I agree with Charles. I also suspect that the "offices" are little more than docking bays with an open floor plan and a "white noise" machine going. They probably don't even have phones (except via head set and the computer). My current experience in IT - the optimal is to use face to face for specific meetings and tasks where you need to see body language and don't want multi tasking happening. Also a certain amount of face to face builds rapport that you can not otherwise get. On the other hand remote is best for cranking out certain things like technical specs. Who can think in that way, in the "office"! and so many interruptions.

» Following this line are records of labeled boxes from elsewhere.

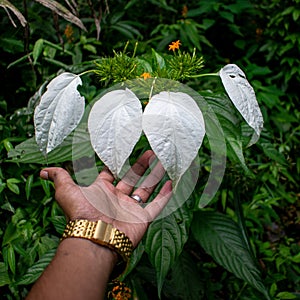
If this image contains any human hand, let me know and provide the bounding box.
[40,150,172,247]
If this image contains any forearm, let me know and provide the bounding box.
[27,238,117,300]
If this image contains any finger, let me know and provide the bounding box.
[145,180,172,221]
[116,150,155,195]
[133,162,165,202]
[95,166,115,183]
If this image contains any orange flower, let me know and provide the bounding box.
[181,5,188,18]
[141,72,151,80]
[169,40,181,51]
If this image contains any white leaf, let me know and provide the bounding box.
[34,73,84,154]
[219,64,263,146]
[143,92,205,187]
[88,88,142,177]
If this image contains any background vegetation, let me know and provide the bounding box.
[0,0,300,299]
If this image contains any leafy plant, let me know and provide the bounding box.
[5,41,269,299]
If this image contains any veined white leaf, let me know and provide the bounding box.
[143,92,205,187]
[219,64,263,146]
[88,88,143,176]
[34,72,84,154]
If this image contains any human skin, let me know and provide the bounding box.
[26,150,172,300]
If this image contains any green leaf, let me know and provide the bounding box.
[257,138,287,166]
[16,249,56,285]
[25,174,33,200]
[201,93,252,175]
[7,245,16,274]
[164,251,204,300]
[192,211,270,299]
[0,262,10,286]
[32,39,44,65]
[276,292,298,299]
[145,204,192,295]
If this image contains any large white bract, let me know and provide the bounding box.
[219,64,263,146]
[34,73,84,155]
[143,92,205,187]
[88,88,143,177]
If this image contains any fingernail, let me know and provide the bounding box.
[40,170,49,179]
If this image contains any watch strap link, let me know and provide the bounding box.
[62,220,133,263]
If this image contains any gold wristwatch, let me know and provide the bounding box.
[62,220,133,263]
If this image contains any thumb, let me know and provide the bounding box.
[40,167,75,189]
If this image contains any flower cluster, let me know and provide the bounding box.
[94,40,204,85]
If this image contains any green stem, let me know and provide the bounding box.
[78,70,96,77]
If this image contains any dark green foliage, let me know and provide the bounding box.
[0,0,300,299]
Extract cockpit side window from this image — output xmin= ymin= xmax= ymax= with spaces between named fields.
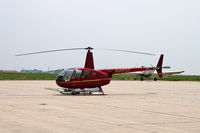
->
xmin=82 ymin=70 xmax=89 ymax=77
xmin=63 ymin=70 xmax=74 ymax=81
xmin=71 ymin=70 xmax=82 ymax=79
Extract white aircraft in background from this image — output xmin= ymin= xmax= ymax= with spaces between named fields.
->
xmin=128 ymin=70 xmax=184 ymax=81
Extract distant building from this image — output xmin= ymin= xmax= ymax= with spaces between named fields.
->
xmin=0 ymin=70 xmax=19 ymax=73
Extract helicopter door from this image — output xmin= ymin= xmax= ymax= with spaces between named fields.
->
xmin=71 ymin=70 xmax=82 ymax=80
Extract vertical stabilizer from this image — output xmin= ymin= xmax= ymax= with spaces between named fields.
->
xmin=85 ymin=50 xmax=94 ymax=69
xmin=156 ymin=54 xmax=164 ymax=78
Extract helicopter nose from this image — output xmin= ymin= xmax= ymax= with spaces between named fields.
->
xmin=56 ymin=75 xmax=65 ymax=82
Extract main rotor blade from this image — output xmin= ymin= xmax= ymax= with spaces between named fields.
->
xmin=15 ymin=48 xmax=86 ymax=56
xmin=95 ymin=48 xmax=155 ymax=56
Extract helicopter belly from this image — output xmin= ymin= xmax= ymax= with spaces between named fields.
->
xmin=56 ymin=78 xmax=110 ymax=88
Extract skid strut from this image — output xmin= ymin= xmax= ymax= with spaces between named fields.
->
xmin=99 ymin=87 xmax=104 ymax=95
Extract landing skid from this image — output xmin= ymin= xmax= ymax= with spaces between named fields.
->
xmin=58 ymin=87 xmax=105 ymax=95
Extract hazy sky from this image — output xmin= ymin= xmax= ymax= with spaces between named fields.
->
xmin=0 ymin=0 xmax=200 ymax=74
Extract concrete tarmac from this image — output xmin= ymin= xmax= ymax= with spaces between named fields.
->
xmin=0 ymin=81 xmax=200 ymax=133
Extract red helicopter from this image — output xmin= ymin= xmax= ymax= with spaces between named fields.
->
xmin=16 ymin=47 xmax=164 ymax=95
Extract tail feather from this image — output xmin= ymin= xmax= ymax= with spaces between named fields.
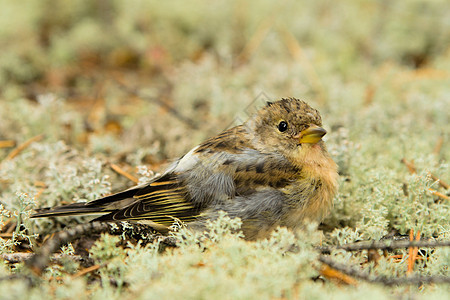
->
xmin=30 ymin=187 xmax=141 ymax=218
xmin=31 ymin=174 xmax=182 ymax=220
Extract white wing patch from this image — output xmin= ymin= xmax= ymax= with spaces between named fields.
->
xmin=170 ymin=146 xmax=199 ymax=173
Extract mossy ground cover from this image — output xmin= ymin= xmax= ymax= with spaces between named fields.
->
xmin=0 ymin=0 xmax=450 ymax=299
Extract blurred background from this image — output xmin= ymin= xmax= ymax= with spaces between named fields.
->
xmin=0 ymin=0 xmax=450 ymax=234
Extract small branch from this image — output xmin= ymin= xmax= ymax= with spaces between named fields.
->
xmin=319 ymin=240 xmax=450 ymax=253
xmin=433 ymin=136 xmax=444 ymax=155
xmin=0 ymin=252 xmax=84 ymax=264
xmin=26 ymin=222 xmax=110 ymax=275
xmin=401 ymin=158 xmax=450 ymax=190
xmin=109 ymin=163 xmax=139 ymax=183
xmin=5 ymin=134 xmax=44 ymax=160
xmin=319 ymin=255 xmax=450 ymax=286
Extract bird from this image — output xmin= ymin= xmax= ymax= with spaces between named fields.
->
xmin=31 ymin=98 xmax=338 ymax=240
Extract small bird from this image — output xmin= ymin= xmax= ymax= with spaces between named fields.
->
xmin=32 ymin=98 xmax=338 ymax=240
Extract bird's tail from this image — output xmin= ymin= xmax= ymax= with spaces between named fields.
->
xmin=31 ymin=187 xmax=138 ymax=218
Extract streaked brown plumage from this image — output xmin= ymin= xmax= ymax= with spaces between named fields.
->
xmin=33 ymin=98 xmax=338 ymax=239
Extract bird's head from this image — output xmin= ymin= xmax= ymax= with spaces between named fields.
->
xmin=244 ymin=98 xmax=327 ymax=164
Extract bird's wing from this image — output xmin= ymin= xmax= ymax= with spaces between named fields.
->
xmin=94 ymin=173 xmax=199 ymax=226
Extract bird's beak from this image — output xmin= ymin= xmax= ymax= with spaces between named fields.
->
xmin=298 ymin=125 xmax=327 ymax=144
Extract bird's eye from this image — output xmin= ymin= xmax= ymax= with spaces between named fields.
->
xmin=278 ymin=121 xmax=287 ymax=132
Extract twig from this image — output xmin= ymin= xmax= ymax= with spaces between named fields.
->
xmin=0 ymin=252 xmax=84 ymax=264
xmin=319 ymin=255 xmax=450 ymax=286
xmin=26 ymin=222 xmax=110 ymax=275
xmin=319 ymin=240 xmax=450 ymax=253
xmin=279 ymin=26 xmax=325 ymax=104
xmin=0 ymin=140 xmax=16 ymax=148
xmin=109 ymin=163 xmax=139 ymax=183
xmin=433 ymin=136 xmax=444 ymax=155
xmin=114 ymin=78 xmax=197 ymax=129
xmin=428 ymin=189 xmax=450 ymax=200
xmin=401 ymin=158 xmax=450 ymax=190
xmin=401 ymin=158 xmax=417 ymax=174
xmin=237 ymin=17 xmax=274 ymax=64
xmin=5 ymin=134 xmax=44 ymax=160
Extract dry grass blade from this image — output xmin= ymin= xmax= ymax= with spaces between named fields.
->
xmin=320 ymin=264 xmax=358 ymax=285
xmin=401 ymin=158 xmax=417 ymax=174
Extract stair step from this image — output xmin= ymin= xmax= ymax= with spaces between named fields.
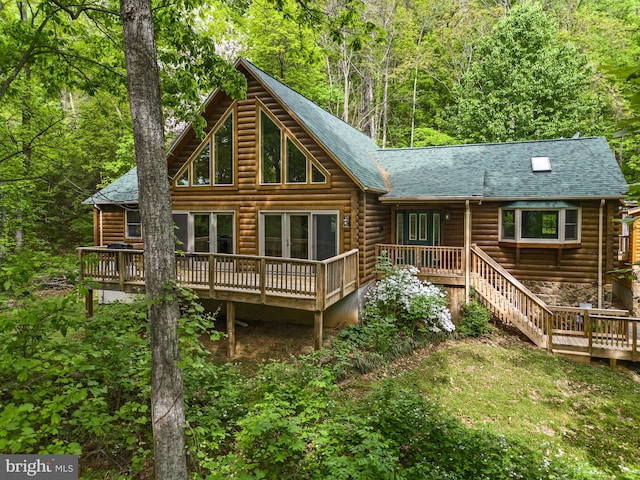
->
xmin=551 ymin=348 xmax=591 ymax=357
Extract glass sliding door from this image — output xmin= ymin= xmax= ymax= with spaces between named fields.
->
xmin=313 ymin=214 xmax=338 ymax=260
xmin=260 ymin=212 xmax=338 ymax=260
xmin=262 ymin=214 xmax=283 ymax=257
xmin=216 ymin=213 xmax=233 ymax=253
xmin=193 ymin=213 xmax=211 ymax=253
xmin=287 ymin=215 xmax=309 ymax=259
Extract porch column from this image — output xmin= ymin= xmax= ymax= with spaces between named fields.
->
xmin=464 ymin=200 xmax=471 ymax=303
xmin=313 ymin=310 xmax=323 ymax=350
xmin=84 ymin=288 xmax=93 ymax=318
xmin=227 ymin=301 xmax=236 ymax=358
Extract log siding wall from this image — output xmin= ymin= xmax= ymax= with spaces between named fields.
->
xmin=116 ymin=69 xmax=370 ymax=275
xmin=430 ymin=201 xmax=619 ymax=283
xmin=94 ymin=64 xmax=619 ymax=292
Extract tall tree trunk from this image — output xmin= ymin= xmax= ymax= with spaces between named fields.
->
xmin=15 ymin=2 xmax=32 ymax=252
xmin=120 ymin=0 xmax=187 ymax=480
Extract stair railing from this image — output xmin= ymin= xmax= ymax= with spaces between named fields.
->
xmin=470 ymin=244 xmax=553 ymax=348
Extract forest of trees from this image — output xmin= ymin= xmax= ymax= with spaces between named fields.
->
xmin=0 ymin=0 xmax=640 ymax=257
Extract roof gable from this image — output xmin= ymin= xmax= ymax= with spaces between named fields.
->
xmin=377 ymin=137 xmax=627 ymax=200
xmin=82 ymin=167 xmax=138 ymax=205
xmin=239 ymin=59 xmax=387 ymax=193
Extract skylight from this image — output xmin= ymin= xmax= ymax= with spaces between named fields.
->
xmin=531 ymin=157 xmax=551 ymax=172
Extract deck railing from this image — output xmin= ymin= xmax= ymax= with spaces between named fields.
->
xmin=470 ymin=245 xmax=553 ymax=347
xmin=549 ymin=307 xmax=640 ymax=361
xmin=78 ymin=247 xmax=359 ymax=310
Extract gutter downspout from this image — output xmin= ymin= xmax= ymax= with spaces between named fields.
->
xmin=93 ymin=203 xmax=104 ymax=247
xmin=598 ymin=198 xmax=605 ymax=308
xmin=464 ymin=200 xmax=471 ymax=303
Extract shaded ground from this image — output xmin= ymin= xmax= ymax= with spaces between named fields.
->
xmin=205 ymin=320 xmax=338 ymax=362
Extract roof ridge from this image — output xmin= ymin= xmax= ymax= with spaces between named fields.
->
xmin=378 ymin=135 xmax=606 ymax=152
xmin=238 ymin=57 xmax=375 ymax=143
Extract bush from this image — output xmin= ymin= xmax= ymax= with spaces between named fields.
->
xmin=458 ymin=299 xmax=491 ymax=337
xmin=364 ymin=257 xmax=455 ymax=334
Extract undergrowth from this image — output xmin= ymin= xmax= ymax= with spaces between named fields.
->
xmin=0 ymin=256 xmax=638 ymax=480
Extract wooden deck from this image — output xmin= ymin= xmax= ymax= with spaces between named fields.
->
xmin=377 ymin=245 xmax=640 ymax=362
xmin=78 ymin=247 xmax=359 ymax=357
xmin=79 ymin=245 xmax=640 ymax=362
xmin=78 ymin=247 xmax=359 ymax=311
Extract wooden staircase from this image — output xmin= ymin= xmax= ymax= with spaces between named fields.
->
xmin=470 ymin=245 xmax=553 ymax=348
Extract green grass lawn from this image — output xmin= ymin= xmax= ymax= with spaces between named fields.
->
xmin=345 ymin=332 xmax=640 ymax=478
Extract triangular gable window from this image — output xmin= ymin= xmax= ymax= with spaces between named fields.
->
xmin=259 ymin=109 xmax=328 ymax=185
xmin=175 ymin=113 xmax=235 ymax=187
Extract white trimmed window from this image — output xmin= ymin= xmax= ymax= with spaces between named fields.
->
xmin=259 ymin=108 xmax=328 ymax=185
xmin=125 ymin=210 xmax=142 ymax=238
xmin=500 ymin=202 xmax=581 ymax=245
xmin=176 ymin=112 xmax=235 ymax=187
xmin=173 ymin=211 xmax=235 ymax=253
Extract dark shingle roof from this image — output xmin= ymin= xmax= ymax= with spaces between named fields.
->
xmin=82 ymin=167 xmax=138 ymax=204
xmin=240 ymin=59 xmax=386 ymax=192
xmin=376 ymin=137 xmax=627 ymax=201
xmin=83 ymin=59 xmax=627 ymax=204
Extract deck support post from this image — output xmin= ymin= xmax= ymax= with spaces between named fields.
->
xmin=84 ymin=288 xmax=93 ymax=318
xmin=464 ymin=200 xmax=471 ymax=303
xmin=227 ymin=301 xmax=236 ymax=358
xmin=313 ymin=310 xmax=323 ymax=350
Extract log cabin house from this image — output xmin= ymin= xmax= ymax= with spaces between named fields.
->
xmin=80 ymin=59 xmax=637 ymax=358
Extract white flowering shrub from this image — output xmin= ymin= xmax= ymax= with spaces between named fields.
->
xmin=364 ymin=257 xmax=455 ymax=334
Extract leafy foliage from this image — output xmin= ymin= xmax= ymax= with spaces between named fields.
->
xmin=364 ymin=256 xmax=455 ymax=333
xmin=453 ymin=4 xmax=605 ymax=142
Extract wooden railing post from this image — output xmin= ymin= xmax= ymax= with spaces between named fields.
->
xmin=316 ymin=262 xmax=327 ymax=312
xmin=209 ymin=254 xmax=216 ymax=298
xmin=227 ymin=301 xmax=236 ymax=358
xmin=584 ymin=308 xmax=593 ymax=355
xmin=260 ymin=257 xmax=267 ymax=303
xmin=116 ymin=250 xmax=125 ymax=291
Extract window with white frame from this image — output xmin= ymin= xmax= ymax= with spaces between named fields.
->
xmin=176 ymin=112 xmax=235 ymax=187
xmin=259 ymin=109 xmax=328 ymax=185
xmin=500 ymin=202 xmax=580 ymax=244
xmin=258 ymin=211 xmax=339 ymax=260
xmin=173 ymin=211 xmax=235 ymax=253
xmin=126 ymin=210 xmax=142 ymax=238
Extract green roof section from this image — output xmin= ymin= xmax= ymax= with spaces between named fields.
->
xmin=376 ymin=137 xmax=627 ymax=201
xmin=239 ymin=59 xmax=387 ymax=192
xmin=82 ymin=167 xmax=138 ymax=205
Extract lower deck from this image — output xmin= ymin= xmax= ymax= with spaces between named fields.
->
xmin=78 ymin=247 xmax=359 ymax=356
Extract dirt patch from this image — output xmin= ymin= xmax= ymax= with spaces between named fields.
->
xmin=203 ymin=320 xmax=339 ymax=362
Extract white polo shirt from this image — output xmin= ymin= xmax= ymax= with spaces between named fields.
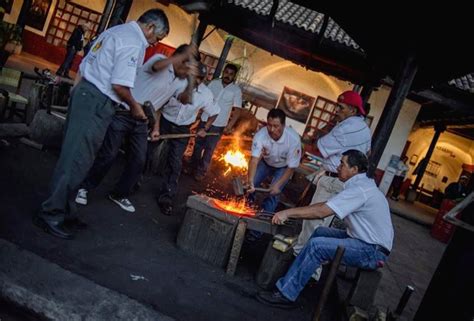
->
xmin=132 ymin=54 xmax=188 ymax=110
xmin=252 ymin=126 xmax=301 ymax=168
xmin=161 ymin=83 xmax=219 ymax=126
xmin=317 ymin=116 xmax=371 ymax=173
xmin=79 ymin=21 xmax=148 ymax=102
xmin=201 ymin=79 xmax=242 ymax=127
xmin=326 ymin=173 xmax=393 ymax=251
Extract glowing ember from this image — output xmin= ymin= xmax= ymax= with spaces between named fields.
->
xmin=214 ymin=199 xmax=256 ymax=216
xmin=219 ymin=150 xmax=248 ymax=176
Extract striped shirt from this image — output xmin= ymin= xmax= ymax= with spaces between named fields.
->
xmin=317 ymin=116 xmax=371 ymax=173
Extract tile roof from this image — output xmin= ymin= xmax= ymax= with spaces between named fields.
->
xmin=449 ymin=73 xmax=474 ymax=94
xmin=228 ymin=0 xmax=362 ymax=51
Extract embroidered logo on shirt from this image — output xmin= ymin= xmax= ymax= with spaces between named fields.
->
xmin=91 ymin=41 xmax=102 ymax=52
xmin=127 ymin=56 xmax=138 ymax=67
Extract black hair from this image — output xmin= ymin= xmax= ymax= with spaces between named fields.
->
xmin=342 ymin=149 xmax=369 ymax=173
xmin=224 ymin=64 xmax=239 ymax=75
xmin=172 ymin=43 xmax=201 ymax=61
xmin=267 ymin=108 xmax=286 ymax=125
xmin=138 ymin=9 xmax=170 ymax=35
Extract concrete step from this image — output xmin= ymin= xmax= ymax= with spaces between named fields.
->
xmin=0 ymin=239 xmax=174 ymax=321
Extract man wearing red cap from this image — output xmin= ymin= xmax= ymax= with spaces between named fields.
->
xmin=294 ymin=90 xmax=371 ymax=255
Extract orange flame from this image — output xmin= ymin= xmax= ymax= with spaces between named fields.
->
xmin=214 ymin=199 xmax=256 ymax=216
xmin=219 ymin=149 xmax=248 ymax=176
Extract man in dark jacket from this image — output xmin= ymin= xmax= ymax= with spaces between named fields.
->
xmin=56 ymin=22 xmax=90 ymax=78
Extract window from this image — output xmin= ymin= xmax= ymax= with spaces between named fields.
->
xmin=303 ymin=97 xmax=337 ymax=144
xmin=46 ymin=1 xmax=101 ymax=47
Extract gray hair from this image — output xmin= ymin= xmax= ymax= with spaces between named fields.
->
xmin=138 ymin=9 xmax=170 ymax=37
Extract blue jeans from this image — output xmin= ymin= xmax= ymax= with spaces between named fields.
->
xmin=81 ymin=115 xmax=148 ymax=198
xmin=276 ymin=226 xmax=387 ymax=301
xmin=191 ymin=121 xmax=225 ymax=175
xmin=247 ymin=159 xmax=288 ymax=213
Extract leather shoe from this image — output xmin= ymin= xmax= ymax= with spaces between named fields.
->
xmin=33 ymin=215 xmax=74 ymax=240
xmin=257 ymin=290 xmax=296 ymax=309
xmin=64 ymin=217 xmax=89 ymax=230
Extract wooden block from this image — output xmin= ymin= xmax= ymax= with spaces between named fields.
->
xmin=256 ymin=241 xmax=294 ymax=290
xmin=177 ymin=208 xmax=237 ymax=267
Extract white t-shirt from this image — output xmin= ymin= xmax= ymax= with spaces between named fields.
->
xmin=132 ymin=54 xmax=188 ymax=110
xmin=326 ymin=173 xmax=393 ymax=251
xmin=161 ymin=83 xmax=219 ymax=126
xmin=252 ymin=127 xmax=301 ymax=168
xmin=317 ymin=116 xmax=371 ymax=173
xmin=79 ymin=21 xmax=148 ymax=102
xmin=201 ymin=79 xmax=242 ymax=127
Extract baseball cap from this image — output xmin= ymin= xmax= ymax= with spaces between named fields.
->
xmin=337 ymin=90 xmax=367 ymax=116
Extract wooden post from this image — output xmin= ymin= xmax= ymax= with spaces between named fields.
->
xmin=368 ymin=56 xmax=418 ymax=177
xmin=226 ymin=220 xmax=247 ymax=275
xmin=313 ymin=246 xmax=345 ymax=321
xmin=212 ymin=35 xmax=234 ymax=79
xmin=412 ymin=125 xmax=446 ymax=192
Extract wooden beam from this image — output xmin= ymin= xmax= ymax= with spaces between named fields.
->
xmin=369 ymin=56 xmax=417 ymax=177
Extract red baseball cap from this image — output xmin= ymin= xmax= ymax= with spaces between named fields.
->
xmin=337 ymin=90 xmax=367 ymax=116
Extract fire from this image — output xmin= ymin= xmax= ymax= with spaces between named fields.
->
xmin=219 ymin=149 xmax=248 ymax=176
xmin=214 ymin=199 xmax=256 ymax=216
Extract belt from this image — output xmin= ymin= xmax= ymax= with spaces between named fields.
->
xmin=375 ymin=244 xmax=390 ymax=256
xmin=326 ymin=171 xmax=338 ymax=177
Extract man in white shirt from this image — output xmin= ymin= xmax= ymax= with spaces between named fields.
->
xmin=257 ymin=149 xmax=394 ymax=308
xmin=76 ymin=45 xmax=193 ymax=213
xmin=248 ymin=109 xmax=301 ymax=215
xmin=157 ymin=63 xmax=219 ymax=215
xmin=37 ymin=9 xmax=169 ymax=239
xmin=294 ymin=90 xmax=371 ymax=254
xmin=189 ymin=64 xmax=242 ymax=181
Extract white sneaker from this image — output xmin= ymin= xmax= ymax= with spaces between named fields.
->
xmin=109 ymin=194 xmax=135 ymax=213
xmin=76 ymin=188 xmax=87 ymax=205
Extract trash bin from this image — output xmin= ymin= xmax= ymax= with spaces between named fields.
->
xmin=431 ymin=199 xmax=456 ymax=243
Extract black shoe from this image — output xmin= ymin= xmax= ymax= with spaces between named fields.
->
xmin=256 ymin=290 xmax=296 ymax=309
xmin=64 ymin=217 xmax=89 ymax=231
xmin=33 ymin=215 xmax=74 ymax=240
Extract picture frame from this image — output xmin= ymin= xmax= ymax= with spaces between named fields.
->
xmin=25 ymin=0 xmax=57 ymax=36
xmin=276 ymin=86 xmax=316 ymax=124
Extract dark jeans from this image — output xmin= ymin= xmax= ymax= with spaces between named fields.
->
xmin=38 ymin=80 xmax=115 ymax=222
xmin=158 ymin=116 xmax=190 ymax=204
xmin=82 ymin=115 xmax=148 ymax=197
xmin=56 ymin=46 xmax=77 ymax=76
xmin=191 ymin=121 xmax=225 ymax=175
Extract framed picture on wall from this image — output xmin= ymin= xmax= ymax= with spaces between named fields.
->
xmin=277 ymin=87 xmax=316 ymax=123
xmin=25 ymin=0 xmax=56 ymax=36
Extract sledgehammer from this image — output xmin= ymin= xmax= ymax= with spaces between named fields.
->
xmin=232 ymin=177 xmax=270 ymax=196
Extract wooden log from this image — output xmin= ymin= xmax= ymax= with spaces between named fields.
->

As for sr management not making stupid productivity killing edicts. Thanks for the belly laugh. I worked in manufacturing where we were given a 4-9's and an 8, 4-9's and an off friday schedule vs the straight 40 hours via 5 -8's. The result was that everyone worked some of their off fridays (and were delighted with the "meeting less" day in which to "get things done") and "the most productive" worked almost all of them. In addition having the optional long week ends caused the majority of people I knew to give back un-taken DAYS of vacation at years end. A very Sr manager with an office not in a manufacturing facility "couldn't get a hold of someone on a friday" (ie didn't get the person he wanted instantly) and the next day everyone knew we all were going to lose the off friday schedule. This old style manager had always hated it and made it known that salaried employees that work a 40 were slackers and these Fridays were "free vacation". So what happened next - like we'd never seen - traffic jams at the gates at exactly quitting time, difficulty having summer meetings due to all the people taking 2 weeks (in a row!!) vacation. This persisted and that old sr. manager probably never saw the effects from the executive offices. The ranks, including managers, resented it for years and after the old guy retired the schedule came back for most people (the managers decided).

Anonymous said...

The CEO has a nursery next to her office and doesn't allow workers to work from home (she is powerful enough to bring her home to the office). Stuart, is hypocracy the same policy as Google and Facebook? And if I can list a dozen companies with different policies that are more successful would that be a counter argument to Google and Facebook?

This is about one set of rules for the rulers, another for the workers. Just like the democratic leadership setting different rules for themselves and the serfs under them. I'll be damned if I ever approve of that.